Bugün Türkiye’de en büyük tartışma aslında rakamlardan, manşetlerden ya da siyasilerin kürsüde söylediklerinden ibaret değil. Asıl tartışma şu: Biz gerçeği nereden görüyoruz?
Hükümet kendi penceresinden bakıyor, tabloyu parlak görüyor: “Yatırım var, büyüme var, istikrar sürüyor.”
Muhalefet ise aynı tabloya bakıyor ama başka şeyler söylüyor: “Kriz var, tıkanma var, halk zor durumda.”
İkisi de aynı resmi gösteriyor ama farklı yorumluyor.
Medya ise resmin üstüne kendi fırçasını sürüyor. Kimi ışığı parlatıyor, kimi gölgeyi büyütüyor. Uluslararası medya uzaktan bakıyor ve çoğu zaman daha sert, daha acımasız bir tablo çiziyor.
Ama sokaktaki insan için tablo çok daha net:
Pazara gidiyor, fiyatlara bakıyor. Hastaneye gidiyor, sırayı görüyor. İşsiz kalıyor, istatistiği değil, kendi hayatını yaşıyor. Yani gerçek aslında hepimizin cebinde, mutfağında, nefesinde.
Burada sorulması gereken soru şu:
Biz gerçeği öğrenmek için gerçekten kime güveniyoruz?
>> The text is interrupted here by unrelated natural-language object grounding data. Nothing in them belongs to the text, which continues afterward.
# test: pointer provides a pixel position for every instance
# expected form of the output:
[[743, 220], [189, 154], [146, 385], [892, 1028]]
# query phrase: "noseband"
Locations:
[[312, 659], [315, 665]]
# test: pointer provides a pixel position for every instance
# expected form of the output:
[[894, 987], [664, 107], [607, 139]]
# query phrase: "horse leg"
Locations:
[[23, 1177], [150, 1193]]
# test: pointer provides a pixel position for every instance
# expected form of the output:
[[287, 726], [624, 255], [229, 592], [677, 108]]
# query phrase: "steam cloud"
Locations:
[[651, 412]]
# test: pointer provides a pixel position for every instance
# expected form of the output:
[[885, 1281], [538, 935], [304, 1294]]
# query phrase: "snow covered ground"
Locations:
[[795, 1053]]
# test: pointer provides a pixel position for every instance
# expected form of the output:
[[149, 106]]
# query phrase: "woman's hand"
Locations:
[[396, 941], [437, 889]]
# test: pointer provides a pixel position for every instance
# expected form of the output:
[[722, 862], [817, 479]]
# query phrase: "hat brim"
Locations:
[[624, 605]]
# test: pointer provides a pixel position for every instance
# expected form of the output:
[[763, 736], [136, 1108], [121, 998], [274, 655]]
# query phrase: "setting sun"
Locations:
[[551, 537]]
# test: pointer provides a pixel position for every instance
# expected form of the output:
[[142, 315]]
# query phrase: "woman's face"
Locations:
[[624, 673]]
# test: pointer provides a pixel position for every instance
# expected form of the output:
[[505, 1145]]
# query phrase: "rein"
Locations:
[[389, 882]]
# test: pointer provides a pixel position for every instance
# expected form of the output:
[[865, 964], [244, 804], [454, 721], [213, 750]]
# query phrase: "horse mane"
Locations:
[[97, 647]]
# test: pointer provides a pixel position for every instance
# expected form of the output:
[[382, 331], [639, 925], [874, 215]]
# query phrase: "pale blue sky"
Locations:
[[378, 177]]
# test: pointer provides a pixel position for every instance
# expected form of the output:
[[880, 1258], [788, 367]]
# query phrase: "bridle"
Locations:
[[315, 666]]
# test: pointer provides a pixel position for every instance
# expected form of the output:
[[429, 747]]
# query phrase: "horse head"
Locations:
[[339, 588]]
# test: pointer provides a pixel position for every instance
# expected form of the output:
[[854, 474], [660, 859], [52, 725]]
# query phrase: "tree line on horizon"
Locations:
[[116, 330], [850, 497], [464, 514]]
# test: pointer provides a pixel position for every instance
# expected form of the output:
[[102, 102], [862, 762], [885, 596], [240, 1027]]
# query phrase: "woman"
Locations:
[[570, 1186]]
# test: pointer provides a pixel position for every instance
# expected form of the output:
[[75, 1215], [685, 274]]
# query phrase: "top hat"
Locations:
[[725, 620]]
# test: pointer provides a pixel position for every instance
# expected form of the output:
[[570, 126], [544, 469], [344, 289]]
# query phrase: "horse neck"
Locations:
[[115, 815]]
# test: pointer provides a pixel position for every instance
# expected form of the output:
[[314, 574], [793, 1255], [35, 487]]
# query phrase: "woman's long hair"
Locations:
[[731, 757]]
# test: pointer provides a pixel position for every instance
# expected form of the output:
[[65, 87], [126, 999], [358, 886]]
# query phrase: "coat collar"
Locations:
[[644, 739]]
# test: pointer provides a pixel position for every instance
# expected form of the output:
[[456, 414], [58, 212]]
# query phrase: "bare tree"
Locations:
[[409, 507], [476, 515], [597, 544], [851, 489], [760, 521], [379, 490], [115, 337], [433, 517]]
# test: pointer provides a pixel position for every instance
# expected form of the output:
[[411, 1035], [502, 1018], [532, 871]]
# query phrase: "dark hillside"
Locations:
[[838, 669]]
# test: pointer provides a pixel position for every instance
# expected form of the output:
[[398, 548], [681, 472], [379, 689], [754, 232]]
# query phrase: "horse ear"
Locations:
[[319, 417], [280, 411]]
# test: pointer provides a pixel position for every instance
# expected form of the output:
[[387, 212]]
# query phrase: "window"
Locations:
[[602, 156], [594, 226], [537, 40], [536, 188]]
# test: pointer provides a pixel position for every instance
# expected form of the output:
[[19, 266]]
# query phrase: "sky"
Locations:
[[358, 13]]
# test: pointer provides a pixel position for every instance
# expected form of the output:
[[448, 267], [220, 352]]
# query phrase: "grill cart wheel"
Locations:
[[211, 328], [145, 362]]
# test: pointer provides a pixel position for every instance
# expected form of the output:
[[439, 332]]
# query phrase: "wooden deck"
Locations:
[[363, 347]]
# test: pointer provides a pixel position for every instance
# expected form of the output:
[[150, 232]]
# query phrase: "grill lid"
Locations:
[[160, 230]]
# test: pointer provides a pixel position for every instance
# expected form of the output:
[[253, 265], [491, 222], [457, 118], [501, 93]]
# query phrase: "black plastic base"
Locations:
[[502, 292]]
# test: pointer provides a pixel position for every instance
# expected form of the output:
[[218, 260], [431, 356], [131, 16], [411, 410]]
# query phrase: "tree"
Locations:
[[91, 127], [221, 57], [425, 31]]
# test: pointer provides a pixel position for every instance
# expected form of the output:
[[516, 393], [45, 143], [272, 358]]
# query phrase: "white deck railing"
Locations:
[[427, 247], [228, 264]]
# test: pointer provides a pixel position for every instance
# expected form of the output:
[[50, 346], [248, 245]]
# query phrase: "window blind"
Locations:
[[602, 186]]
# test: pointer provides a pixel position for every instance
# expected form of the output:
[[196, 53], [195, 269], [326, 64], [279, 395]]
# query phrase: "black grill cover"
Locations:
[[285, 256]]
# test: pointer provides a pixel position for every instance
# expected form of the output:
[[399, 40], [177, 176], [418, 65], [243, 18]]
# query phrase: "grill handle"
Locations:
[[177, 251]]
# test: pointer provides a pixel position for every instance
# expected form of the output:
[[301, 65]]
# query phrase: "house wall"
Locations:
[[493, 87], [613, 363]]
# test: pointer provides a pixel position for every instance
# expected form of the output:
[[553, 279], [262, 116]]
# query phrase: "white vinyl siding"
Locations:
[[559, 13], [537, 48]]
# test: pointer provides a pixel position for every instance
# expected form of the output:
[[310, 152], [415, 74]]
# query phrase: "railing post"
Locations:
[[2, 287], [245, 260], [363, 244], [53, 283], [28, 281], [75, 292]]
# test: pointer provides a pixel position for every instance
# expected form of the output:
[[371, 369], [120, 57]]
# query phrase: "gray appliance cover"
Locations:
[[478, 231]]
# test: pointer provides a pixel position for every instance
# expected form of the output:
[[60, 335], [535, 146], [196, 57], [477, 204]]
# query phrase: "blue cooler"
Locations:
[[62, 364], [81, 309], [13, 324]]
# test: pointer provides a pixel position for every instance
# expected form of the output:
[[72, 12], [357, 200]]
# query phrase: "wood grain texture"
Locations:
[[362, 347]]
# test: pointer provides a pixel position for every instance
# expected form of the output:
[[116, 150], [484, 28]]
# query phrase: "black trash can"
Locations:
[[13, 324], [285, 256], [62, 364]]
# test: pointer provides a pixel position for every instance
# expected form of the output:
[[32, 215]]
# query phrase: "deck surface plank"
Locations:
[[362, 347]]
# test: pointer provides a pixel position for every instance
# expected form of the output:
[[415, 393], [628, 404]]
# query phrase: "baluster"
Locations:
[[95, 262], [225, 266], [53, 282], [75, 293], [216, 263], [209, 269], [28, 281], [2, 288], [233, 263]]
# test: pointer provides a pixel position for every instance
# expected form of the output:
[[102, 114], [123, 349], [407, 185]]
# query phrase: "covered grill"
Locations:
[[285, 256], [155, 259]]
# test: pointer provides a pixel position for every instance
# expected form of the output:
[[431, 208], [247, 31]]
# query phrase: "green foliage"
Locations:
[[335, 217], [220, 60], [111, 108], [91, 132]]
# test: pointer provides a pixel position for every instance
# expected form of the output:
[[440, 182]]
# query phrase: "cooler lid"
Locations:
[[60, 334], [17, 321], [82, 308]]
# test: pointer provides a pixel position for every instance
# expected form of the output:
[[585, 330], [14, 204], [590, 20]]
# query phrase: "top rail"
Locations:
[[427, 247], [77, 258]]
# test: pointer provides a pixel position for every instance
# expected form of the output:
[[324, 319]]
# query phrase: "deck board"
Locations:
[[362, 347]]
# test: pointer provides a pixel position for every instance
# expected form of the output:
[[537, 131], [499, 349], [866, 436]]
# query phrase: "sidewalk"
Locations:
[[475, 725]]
Siyasetçiye mi, gazeteye mi, yoksa kendi yaşadığımıza mı?
Belki de en hassas nokta şu:”
Biz bazen kendi tuttuğumuz tarafın anlattıklarına inanmak istiyoruz. Gözümüzün önünde başka bir şey olsa bile, görmek istemiyoruz. Çünkü itiraf etmek zor geliyor.
Ama şunu düşünelim:
Eğer herkes kendi tuttuğu partiyi sorgulasa…
“Sen bana ne vaat ettin? Neden yapmadın? Niçin böyle oldu?” diye sorsa…
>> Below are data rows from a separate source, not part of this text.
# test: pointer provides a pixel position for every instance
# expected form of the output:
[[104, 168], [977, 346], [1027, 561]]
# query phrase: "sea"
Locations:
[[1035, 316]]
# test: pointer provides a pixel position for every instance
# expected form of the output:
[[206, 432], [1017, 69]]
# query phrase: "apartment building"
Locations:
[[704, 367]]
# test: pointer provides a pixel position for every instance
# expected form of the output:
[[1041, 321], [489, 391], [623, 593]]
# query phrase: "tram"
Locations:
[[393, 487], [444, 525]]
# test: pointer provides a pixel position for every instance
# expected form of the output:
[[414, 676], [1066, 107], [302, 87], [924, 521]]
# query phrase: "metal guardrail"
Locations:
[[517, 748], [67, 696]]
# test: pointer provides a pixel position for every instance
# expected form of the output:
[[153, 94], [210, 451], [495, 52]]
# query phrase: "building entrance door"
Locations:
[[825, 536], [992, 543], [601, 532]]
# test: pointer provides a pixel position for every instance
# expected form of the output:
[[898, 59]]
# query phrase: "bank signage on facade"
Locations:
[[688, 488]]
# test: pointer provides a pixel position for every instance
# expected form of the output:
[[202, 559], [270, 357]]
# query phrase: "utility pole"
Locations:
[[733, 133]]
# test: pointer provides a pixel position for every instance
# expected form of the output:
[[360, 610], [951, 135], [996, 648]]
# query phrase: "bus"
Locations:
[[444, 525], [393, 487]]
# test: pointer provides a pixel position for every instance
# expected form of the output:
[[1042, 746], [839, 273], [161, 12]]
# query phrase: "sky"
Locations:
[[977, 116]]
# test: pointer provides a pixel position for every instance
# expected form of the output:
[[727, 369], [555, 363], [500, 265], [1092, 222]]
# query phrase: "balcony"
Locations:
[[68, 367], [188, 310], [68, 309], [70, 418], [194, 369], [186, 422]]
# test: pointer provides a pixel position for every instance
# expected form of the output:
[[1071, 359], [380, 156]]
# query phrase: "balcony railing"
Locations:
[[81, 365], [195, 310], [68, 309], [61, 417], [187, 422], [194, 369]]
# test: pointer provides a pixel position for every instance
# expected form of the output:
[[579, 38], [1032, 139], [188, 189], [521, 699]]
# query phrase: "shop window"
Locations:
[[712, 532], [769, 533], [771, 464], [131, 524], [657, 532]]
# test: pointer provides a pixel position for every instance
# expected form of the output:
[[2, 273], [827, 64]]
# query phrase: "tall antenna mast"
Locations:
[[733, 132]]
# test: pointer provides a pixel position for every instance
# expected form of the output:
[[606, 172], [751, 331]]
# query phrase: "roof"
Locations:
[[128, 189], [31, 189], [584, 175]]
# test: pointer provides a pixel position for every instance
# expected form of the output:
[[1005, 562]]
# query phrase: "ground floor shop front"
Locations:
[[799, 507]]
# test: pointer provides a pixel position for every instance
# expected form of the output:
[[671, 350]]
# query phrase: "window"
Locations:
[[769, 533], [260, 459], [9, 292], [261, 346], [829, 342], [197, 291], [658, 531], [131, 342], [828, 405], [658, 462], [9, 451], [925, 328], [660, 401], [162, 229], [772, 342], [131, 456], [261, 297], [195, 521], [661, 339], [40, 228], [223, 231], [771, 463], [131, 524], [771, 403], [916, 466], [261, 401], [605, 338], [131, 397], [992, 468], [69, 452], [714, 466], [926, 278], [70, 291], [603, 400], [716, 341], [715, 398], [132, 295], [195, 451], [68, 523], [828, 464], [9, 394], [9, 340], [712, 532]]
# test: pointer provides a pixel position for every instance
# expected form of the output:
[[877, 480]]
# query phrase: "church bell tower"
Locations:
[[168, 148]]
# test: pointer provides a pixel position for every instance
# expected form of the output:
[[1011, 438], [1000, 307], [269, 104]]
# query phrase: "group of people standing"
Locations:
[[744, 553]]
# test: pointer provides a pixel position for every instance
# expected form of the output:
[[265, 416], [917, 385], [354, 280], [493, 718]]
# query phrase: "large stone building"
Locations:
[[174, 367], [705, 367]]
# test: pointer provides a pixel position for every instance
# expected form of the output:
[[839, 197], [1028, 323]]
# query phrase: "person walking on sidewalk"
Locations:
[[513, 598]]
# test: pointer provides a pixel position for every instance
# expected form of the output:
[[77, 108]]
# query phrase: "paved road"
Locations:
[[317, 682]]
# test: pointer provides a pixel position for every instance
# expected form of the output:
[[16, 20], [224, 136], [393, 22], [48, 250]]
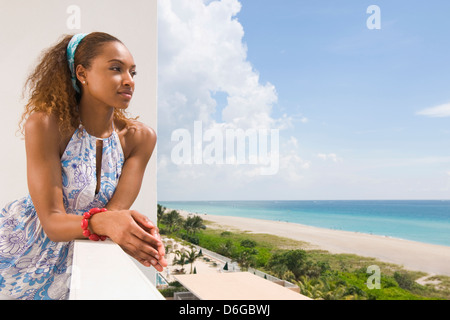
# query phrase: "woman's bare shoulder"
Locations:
[[137, 135], [41, 123]]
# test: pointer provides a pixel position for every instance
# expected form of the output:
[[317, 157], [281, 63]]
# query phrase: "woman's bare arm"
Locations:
[[125, 227]]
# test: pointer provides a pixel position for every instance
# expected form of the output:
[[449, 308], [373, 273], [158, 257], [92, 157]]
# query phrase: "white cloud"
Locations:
[[201, 53], [440, 111], [330, 156]]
O zaman gerçek daha net görünmez mi?
Çünkü asıl mesele tarafların birbirini eleştirmesi değil, kendi eksiklerini kabul etmesi. Ancak o zaman siyaset çözüm üretebilir.
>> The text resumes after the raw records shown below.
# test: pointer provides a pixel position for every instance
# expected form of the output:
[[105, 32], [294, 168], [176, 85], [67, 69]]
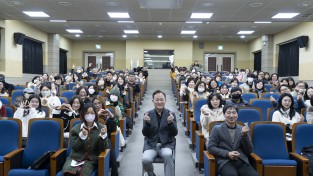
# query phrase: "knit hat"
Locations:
[[28, 90], [235, 89], [115, 91]]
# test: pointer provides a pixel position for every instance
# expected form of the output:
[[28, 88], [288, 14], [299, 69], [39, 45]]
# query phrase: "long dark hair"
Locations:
[[292, 111], [84, 111]]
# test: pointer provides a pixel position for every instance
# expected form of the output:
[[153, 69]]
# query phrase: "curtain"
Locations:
[[32, 57], [257, 60], [288, 59], [63, 61]]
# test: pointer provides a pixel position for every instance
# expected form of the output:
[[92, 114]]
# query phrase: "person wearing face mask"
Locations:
[[28, 109], [27, 92], [248, 85], [89, 139], [48, 99], [93, 91], [236, 99]]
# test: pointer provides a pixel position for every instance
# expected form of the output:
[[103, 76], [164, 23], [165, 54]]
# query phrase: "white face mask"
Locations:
[[113, 98], [90, 117], [200, 89], [46, 93], [91, 91]]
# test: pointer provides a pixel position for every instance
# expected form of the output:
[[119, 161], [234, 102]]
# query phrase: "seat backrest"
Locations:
[[248, 96], [44, 134], [301, 136], [10, 111], [198, 103], [275, 95], [68, 94], [6, 100], [263, 104], [268, 87], [269, 140], [270, 112], [10, 135], [249, 115]]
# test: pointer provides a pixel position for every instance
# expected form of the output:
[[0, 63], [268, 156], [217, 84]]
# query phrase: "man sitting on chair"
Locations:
[[159, 129], [231, 145]]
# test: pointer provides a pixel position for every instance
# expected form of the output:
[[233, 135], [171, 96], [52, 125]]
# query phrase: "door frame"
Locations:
[[233, 62], [85, 55]]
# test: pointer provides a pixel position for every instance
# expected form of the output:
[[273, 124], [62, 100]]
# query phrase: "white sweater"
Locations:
[[33, 113], [279, 117]]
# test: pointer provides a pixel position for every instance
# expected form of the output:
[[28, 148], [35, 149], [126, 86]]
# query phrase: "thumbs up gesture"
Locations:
[[170, 118], [245, 130]]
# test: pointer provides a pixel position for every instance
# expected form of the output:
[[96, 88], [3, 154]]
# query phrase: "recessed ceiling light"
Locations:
[[112, 4], [188, 32], [245, 32], [118, 15], [256, 4], [74, 30], [285, 15], [262, 22], [58, 21], [125, 21], [64, 3], [201, 15], [17, 2], [36, 14], [131, 31], [194, 22]]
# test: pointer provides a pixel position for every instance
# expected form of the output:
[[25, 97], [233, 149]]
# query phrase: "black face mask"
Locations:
[[236, 96]]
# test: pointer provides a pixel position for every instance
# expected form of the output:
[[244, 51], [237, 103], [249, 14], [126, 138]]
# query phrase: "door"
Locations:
[[92, 59], [219, 62], [211, 63], [106, 62]]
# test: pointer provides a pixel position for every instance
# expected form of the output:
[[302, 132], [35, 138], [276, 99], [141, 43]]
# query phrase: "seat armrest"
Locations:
[[13, 160], [257, 163], [57, 161], [302, 162], [103, 163]]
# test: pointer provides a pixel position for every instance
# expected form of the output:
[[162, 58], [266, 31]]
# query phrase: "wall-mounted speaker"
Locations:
[[303, 41], [19, 38], [201, 45]]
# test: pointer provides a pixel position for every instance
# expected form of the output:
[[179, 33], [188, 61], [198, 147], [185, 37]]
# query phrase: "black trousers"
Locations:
[[237, 168]]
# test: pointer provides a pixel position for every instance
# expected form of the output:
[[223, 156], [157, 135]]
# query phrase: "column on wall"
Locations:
[[267, 54], [53, 54]]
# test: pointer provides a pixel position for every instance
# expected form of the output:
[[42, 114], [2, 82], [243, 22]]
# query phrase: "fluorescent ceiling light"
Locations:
[[125, 21], [58, 21], [201, 15], [245, 32], [195, 22], [118, 15], [36, 14], [131, 31], [188, 32], [74, 30], [262, 22], [285, 15]]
Ve belki de en basit ama en güçlü cümle şu:
Gerçek aslında ortada. Ama herkes farklı gözlüklerle baktığı için bir türlü aynı şeyi görmüyoruz. Belki de yapmamız gereken şey, o gözlükleri biraz olsun çıkarıp aynı manzaraya birlikte bakmak.